- Directed by: Herbert Brenon
- Written by: Roland Pertwee
- Based on: play Honours Easy by Roland Pertwee
- Produced by: Walter C. Mycroft
- Starring: Greta Nissen; Margaret Lockwood; Patric Knowles;
- Cinematography: Ronald Neame
- Production company: British International Pictures
- Distributed by: Wardour Films (UK)
- Release dates: 31 July 1935 (London, England);
- Running time: 62 minutes
- Country: England
- Language: English

= Honours Easy =

1935 British drama film

Honours Easy is a 1935 British drama film directed by Herbert Brenon and starring Greta Nissen, Patric Knowles and Margaret Lockwood. It was written by Roland Pertwee based on his 1930 play Honours Easy. It follows a man who tries to take revenge on a rival for a slight seventeen years before by framing his son for theft.

== Preservation status ==
The British Film Institute National Archive holds a collection of ephemera and stills but no film or video materials.

==Plot==
Unhinged art dealer William Barton seeks revenge on a man who ruined his career years ago.

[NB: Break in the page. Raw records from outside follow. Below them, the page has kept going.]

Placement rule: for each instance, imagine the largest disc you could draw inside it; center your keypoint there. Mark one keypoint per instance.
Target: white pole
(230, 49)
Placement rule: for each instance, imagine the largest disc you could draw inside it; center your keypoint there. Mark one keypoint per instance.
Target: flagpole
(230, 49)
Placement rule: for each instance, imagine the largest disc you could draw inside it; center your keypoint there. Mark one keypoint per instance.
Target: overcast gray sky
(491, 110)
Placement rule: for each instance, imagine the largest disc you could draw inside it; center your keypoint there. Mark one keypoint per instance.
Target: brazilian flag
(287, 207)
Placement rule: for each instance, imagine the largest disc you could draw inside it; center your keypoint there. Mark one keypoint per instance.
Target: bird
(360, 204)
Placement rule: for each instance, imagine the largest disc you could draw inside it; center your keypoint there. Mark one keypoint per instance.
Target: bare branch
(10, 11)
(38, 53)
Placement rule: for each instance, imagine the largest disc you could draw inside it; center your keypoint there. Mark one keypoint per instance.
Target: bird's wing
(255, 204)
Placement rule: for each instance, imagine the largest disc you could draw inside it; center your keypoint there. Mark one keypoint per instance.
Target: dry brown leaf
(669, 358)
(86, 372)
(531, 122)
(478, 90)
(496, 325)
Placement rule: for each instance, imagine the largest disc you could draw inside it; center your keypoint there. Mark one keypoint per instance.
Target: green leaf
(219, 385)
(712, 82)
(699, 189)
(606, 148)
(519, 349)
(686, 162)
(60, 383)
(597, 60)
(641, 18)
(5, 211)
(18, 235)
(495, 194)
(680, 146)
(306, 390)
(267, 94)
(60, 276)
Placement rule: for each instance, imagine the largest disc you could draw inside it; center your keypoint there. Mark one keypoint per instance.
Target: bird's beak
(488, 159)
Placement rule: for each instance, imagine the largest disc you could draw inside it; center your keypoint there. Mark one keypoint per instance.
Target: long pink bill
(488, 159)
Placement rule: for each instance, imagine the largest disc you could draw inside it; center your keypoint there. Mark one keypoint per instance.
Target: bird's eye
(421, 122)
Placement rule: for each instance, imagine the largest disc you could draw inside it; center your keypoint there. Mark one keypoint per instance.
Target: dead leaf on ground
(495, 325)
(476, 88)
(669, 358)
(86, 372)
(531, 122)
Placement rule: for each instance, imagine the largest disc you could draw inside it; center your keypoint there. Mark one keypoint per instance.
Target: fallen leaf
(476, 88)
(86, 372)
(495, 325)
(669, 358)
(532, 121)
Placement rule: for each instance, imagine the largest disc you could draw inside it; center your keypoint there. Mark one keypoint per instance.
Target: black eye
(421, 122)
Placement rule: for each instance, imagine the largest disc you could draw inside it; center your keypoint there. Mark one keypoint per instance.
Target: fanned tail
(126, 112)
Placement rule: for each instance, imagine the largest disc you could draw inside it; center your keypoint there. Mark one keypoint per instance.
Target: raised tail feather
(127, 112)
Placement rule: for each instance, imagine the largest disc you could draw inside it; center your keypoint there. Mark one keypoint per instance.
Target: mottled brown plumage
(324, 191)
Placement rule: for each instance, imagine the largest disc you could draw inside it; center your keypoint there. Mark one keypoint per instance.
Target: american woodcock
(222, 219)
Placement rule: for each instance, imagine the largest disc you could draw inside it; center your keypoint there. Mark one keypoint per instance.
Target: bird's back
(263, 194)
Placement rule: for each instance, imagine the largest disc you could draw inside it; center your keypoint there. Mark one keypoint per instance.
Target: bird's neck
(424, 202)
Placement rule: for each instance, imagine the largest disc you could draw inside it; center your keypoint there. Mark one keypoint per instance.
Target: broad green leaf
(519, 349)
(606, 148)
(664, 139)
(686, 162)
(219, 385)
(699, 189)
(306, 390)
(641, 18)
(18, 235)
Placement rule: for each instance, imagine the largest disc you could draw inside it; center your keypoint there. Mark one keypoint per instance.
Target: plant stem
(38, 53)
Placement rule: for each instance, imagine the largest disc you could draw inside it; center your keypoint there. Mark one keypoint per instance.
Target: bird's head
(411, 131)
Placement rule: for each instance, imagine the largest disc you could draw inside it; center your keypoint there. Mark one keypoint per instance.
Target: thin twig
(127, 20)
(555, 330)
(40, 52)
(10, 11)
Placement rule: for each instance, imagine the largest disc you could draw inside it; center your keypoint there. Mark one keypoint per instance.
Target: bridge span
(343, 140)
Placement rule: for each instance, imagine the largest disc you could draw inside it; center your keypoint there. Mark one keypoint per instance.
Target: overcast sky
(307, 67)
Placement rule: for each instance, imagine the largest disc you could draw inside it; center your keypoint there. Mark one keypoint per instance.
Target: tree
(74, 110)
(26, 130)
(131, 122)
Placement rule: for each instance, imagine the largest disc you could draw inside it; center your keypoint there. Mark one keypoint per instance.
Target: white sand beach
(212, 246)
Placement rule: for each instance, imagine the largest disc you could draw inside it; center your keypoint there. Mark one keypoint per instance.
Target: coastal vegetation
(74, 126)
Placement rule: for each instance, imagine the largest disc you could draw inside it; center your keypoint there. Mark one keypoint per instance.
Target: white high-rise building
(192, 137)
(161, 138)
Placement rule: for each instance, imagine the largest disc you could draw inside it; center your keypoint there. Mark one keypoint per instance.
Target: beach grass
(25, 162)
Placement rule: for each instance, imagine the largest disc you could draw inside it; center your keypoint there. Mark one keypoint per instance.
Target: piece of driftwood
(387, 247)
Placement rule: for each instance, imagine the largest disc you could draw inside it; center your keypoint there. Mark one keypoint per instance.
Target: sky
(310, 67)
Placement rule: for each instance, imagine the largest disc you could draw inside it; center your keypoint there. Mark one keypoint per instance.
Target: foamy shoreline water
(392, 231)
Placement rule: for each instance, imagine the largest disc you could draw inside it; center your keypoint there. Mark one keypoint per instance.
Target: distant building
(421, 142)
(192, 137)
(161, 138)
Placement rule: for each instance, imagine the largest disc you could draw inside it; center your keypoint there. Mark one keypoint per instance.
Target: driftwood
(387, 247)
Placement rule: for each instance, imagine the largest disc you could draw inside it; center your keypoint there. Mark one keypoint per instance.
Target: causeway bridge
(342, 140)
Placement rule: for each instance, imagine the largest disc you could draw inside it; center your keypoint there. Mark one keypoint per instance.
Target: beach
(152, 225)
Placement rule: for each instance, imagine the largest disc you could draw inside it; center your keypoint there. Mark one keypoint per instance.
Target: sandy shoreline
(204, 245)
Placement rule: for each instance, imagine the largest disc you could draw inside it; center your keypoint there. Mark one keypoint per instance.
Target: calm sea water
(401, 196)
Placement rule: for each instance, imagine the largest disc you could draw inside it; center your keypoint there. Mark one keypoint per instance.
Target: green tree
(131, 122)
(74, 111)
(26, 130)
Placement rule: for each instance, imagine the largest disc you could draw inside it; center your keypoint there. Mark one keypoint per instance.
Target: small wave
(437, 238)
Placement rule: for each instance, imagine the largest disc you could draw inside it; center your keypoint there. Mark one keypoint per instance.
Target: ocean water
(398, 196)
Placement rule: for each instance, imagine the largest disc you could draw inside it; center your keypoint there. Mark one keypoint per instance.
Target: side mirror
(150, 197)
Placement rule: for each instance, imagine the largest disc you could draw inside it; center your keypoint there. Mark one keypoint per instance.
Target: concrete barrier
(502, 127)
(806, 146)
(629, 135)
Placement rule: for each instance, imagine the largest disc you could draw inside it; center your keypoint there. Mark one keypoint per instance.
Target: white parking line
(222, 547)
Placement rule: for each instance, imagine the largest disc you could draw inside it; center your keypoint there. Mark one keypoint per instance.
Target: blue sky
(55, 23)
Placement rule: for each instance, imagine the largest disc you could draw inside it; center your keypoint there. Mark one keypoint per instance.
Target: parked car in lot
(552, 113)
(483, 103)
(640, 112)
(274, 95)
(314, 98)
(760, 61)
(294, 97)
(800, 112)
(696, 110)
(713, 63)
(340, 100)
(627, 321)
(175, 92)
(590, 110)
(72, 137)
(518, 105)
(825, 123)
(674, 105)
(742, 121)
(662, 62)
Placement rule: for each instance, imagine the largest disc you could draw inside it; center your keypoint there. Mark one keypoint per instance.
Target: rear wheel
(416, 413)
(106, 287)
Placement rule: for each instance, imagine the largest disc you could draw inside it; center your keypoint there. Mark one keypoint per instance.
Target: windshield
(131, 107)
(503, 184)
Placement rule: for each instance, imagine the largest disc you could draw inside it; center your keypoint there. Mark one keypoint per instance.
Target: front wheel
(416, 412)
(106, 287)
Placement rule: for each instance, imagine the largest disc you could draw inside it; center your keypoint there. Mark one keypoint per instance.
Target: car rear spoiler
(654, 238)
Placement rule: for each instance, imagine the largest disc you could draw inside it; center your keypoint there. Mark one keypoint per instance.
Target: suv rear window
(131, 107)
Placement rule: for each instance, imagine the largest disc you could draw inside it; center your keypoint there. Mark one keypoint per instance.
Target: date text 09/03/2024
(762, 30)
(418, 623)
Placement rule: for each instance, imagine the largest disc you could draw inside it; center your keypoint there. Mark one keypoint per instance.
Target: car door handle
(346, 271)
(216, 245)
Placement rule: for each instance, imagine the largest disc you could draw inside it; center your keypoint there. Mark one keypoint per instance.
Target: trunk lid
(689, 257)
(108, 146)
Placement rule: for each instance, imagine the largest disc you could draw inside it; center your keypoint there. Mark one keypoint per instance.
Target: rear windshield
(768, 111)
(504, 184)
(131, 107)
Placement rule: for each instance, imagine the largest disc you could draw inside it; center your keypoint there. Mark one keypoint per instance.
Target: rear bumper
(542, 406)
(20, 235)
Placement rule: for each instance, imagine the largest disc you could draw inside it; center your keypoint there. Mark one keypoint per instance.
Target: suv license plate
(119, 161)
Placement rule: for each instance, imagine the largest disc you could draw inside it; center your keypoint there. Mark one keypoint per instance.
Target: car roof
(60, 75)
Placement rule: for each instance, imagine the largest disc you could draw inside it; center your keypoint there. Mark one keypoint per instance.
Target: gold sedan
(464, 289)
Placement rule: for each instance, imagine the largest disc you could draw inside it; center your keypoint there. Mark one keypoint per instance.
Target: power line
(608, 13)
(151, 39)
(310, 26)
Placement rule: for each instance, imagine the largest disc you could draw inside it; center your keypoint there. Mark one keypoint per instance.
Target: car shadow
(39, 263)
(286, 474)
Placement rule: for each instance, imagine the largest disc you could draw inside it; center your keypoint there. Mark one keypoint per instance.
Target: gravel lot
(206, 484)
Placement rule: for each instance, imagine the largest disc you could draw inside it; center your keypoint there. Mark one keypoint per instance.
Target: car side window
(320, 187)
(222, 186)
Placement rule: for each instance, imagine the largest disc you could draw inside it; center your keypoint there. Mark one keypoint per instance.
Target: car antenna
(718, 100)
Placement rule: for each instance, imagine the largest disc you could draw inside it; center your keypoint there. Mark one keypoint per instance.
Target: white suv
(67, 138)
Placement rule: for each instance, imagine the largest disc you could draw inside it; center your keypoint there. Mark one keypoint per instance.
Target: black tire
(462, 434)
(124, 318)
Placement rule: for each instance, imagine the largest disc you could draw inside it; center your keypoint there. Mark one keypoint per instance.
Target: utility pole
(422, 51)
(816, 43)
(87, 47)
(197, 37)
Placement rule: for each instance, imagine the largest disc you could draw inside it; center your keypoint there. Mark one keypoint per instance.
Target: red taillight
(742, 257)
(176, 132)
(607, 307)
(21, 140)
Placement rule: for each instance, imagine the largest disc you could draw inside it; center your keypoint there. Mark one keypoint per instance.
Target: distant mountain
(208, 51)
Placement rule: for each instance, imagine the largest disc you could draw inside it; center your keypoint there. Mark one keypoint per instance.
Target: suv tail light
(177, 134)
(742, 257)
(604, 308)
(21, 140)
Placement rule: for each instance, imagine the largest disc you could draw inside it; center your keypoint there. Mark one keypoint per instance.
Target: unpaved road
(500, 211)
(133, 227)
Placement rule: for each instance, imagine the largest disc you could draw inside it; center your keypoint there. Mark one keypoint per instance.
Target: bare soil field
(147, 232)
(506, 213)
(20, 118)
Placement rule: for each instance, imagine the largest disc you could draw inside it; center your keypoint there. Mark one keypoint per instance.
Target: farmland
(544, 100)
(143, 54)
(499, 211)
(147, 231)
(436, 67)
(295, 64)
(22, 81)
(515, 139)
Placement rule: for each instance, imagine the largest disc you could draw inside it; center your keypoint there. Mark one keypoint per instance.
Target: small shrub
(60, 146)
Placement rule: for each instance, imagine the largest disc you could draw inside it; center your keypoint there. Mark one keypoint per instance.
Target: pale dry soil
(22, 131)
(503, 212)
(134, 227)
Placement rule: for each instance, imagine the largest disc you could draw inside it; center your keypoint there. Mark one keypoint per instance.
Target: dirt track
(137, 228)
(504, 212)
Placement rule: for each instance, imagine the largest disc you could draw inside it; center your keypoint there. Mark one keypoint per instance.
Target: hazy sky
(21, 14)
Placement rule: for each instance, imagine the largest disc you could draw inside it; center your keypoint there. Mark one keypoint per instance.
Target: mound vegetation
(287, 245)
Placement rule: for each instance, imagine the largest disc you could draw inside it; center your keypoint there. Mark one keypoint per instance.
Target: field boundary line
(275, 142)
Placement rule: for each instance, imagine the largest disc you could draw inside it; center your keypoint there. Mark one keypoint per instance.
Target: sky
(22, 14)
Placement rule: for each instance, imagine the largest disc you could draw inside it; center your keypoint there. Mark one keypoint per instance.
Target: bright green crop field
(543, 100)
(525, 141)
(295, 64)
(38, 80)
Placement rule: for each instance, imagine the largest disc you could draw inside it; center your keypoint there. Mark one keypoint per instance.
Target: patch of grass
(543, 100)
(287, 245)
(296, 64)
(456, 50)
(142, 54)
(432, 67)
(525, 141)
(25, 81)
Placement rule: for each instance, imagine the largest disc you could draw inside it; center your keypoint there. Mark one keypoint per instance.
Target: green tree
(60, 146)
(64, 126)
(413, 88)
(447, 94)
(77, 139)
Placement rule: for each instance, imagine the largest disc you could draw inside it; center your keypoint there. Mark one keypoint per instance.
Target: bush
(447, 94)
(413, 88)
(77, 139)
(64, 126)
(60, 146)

He does so by attempting to frame the man's son for the theft of $2,500 from the safe in his gallery. However the son has an alibi in Barton's wife, with whom he is having an affair.

==Cast==
- Greta Nissen as Ursula Barton
- Patric Knowles as Harry Markham
- Margaret Lockwood as Ann
- George Graves as Colonel Bagnall
- W. H. Berry as Joe Budd
- Chili Bouchier as Kate
- Robert Rendel as Sir Henry Markham
- Ivan Samson as William Barton

== Reception ==
The Monthly Film Bulletin wrote: "The motives of the characters are not altogether convincing and the story is in consequence somewhat artificial. Nevertheless it is neatly told and is kept moving at a good pace."

Kine Weekly wrote: "Neat drama of revenge, supported in its theatrical but effective interpretation by a frank sex interest. Maybe the rather machine-made plot is outside the bounds of probability, but it nevertheless has in its composition the power to invite satisfactory emotional reaction."